The second instrumental track sees Cain ascending to some kind of imagined afterlife like the heaven she was raised to anticipate visiting. With angelic, high piano notes, the tone of the song is light and pure after the dark attic floor of “August Underground” — as if the audience is meant to feel the relief that Cain must feel as she ascends to a state of painlessness and weightlessness. As the piano notes become more high and feverish at the end of the song, it feels like Cain is sprinting home to the comfort of the Biblical paradise she is so familiar with to enter the embrace of the God that she died trying to escape. The end of the song is corrupted and wavering, like an out-of-tune broadcast.
“Sun Bleached Flies”
“What I wouldn’t give to be in Church this Sunday / Listening to the choir, so heartfelt, all singing / God loves you, but not enough to save you”
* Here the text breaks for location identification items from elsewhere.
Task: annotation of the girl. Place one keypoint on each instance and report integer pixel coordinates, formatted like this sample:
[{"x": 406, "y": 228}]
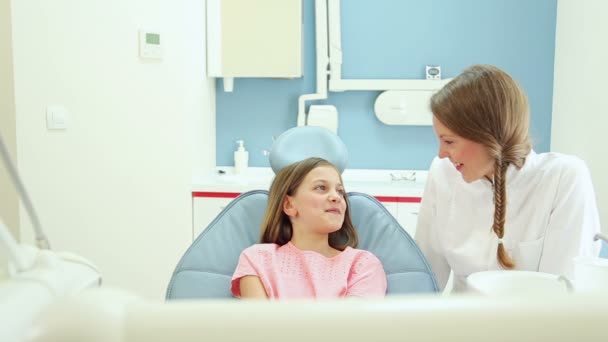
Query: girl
[{"x": 308, "y": 242}]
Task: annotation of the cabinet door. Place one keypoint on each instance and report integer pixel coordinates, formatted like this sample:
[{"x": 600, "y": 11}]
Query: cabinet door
[
  {"x": 205, "y": 210},
  {"x": 407, "y": 215}
]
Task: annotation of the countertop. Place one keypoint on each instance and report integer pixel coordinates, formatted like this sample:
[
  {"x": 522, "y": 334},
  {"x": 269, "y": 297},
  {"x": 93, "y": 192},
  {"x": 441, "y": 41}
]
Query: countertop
[{"x": 397, "y": 183}]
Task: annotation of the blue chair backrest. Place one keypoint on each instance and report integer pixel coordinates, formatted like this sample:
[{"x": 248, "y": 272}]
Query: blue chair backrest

Cain returns to reflect on her life. The high, clear notes of a piano open the song before Cain begins to lament the life she has just left behind, through the metaphor of dead flies lying on a windowsill. She yearns for the familiar abuse of the church she grew up in, despite all the efforts she made to escape that life. She feels as if her faith has followed her, and craves the passive-aggressive disdain she faced at the hands of the church. As the song progresses, the emotional pitch in her voice crescendos, and she mourns the lost potential of her life while also trying to seek acceptance, falling back into her old role as a complacent woman of faith. At the end of the song, Cain sings in the pitch of a tearful mourner, looking back on her life and bidding farewell to the people she knew. The track ends with the same piano notes as in “Televangelism” and a wavering reverb.
“Strangers”
“Can I be yours? Just tell me I’m yours / If I’m turning in your stomach and I’m making you feel sick / Am I making you feel sick?”
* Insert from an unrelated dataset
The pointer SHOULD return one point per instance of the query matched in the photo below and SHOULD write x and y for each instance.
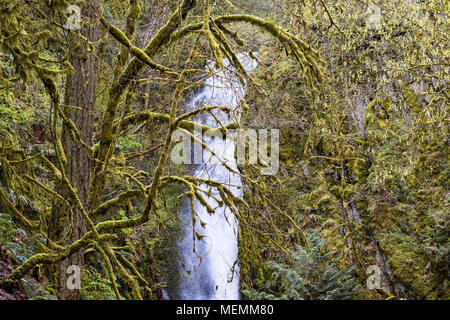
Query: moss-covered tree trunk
(80, 96)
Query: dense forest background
(358, 89)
The final track on the album sees Cain recount what really happened to her after Isaiah killed her. It, like the first track on the album, opens with a murky recording of a sermon on the inevitability of death. Cain sings in a high, sweet voice to Isaiah directly, in metaphors about consumption and desire. The listener is meant to assume she is reflecting on their love affair. In the chorus, over keening guitar and Cain’s low humming, she begs Isaiah for affirmation that he loved her. She then goes on, over the dry strumming of acoustic guitar, to imagine her family looking for her while she rots in Isaiah’s attic. As the song progresses, the listener becomes gradually more aware of the connotations of Cain’s allegories — that she has been cannibalized by Isaiah. Over electric guitar, she now belts with a tone more resembling fury, inquiring to Isaiah whether she has been ‘making (him) feel sick’. The refrain reflects the theme of the whole album, Cain’s desperate fight for affirmation and ultimate Biblical sacrifice. As the song ends, she bids farewell to the life she knew and promises to see her mother after she dies.